There are computers in all kinds of devices. Everything from the remote control for your television to the stove in your kitchen, from the fuel injection in your car to the smartphone you have come to rely on. You may not be aware of it, but computers are integral to nearly every aspect of your daily life. There are the computers that you can see, and then there are the ones that are hidden, yet they play a vital role.
A computer is a device that is programmed to automatically carry out a particular task. The programming is either done by the manufacturer or by the end user. The end user can either program the computer by using a programming language, or through add-on programs which can be downloaded or installed. The computers that are embedded in things like household appliances and automobiles usually have very limited end user programmability. For example, a television remote is ready to go as soon as it comes out of the box, but you can often program it to run a few related accessories. A home computer, on the other hand, has some basic programming pre-installed, but the ability for the end user to program it allows it to suit the needs of the user.

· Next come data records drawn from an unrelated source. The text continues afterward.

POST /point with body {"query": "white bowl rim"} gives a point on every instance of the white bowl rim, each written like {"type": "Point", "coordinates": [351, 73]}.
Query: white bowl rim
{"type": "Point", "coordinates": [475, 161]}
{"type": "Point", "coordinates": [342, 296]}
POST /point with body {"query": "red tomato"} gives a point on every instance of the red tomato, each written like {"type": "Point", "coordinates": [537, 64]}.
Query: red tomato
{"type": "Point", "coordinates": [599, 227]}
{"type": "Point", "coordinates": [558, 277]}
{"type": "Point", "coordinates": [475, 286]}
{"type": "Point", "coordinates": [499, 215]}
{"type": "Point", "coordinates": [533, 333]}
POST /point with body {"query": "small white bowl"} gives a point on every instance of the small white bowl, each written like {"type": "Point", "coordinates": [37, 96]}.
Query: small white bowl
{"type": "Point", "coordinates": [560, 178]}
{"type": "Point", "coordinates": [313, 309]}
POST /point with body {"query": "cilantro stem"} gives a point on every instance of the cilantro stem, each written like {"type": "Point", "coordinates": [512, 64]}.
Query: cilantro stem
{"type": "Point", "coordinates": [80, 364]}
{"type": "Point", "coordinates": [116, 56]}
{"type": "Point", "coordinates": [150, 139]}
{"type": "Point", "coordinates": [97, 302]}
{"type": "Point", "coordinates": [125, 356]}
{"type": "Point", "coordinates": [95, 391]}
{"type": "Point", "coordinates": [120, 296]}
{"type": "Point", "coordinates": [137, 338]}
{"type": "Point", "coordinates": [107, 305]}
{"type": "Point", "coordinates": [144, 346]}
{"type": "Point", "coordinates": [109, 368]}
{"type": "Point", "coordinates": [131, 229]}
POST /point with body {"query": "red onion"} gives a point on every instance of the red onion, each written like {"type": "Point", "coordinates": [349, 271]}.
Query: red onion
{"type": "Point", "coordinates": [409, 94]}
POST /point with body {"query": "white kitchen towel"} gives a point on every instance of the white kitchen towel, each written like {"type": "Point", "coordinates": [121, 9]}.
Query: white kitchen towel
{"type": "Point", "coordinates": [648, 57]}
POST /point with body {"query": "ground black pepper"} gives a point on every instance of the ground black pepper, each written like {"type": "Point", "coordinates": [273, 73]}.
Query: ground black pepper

Programming is only one part of the question of how do computers work, because the program needs to be accessed in some way. In other words, something needs to cause the program to be executed. In an automobile it can be turning on the ignition, while a home computer’s programs are usually accessed through a mouse and keyboard.
Here’s a quick rundown of what happens:
You input a command to the computer (changing the channel on your remote, typing an email, for example) and it gets sent to the processor. The processor determines what parts of the computer need to be activated to run the command, and those parts then carry out the appropriate action based on how they were programmed. You then see the expected end result (a different TV channel, an email message). All of this happens so fast that appears instant to a human observer.
Computers will vary in the number of commands they are designed to handle, in how big they are, in the amount of internal memory they have, in how fast they can process information, in how customizable they are, and in other areas as well. These things really only matter when you need a certain level of performance in a computer, or when you are looking to buy a personal computer of any kind. So, how do computers work? The answer is…so well that they can be found nearly everywhere.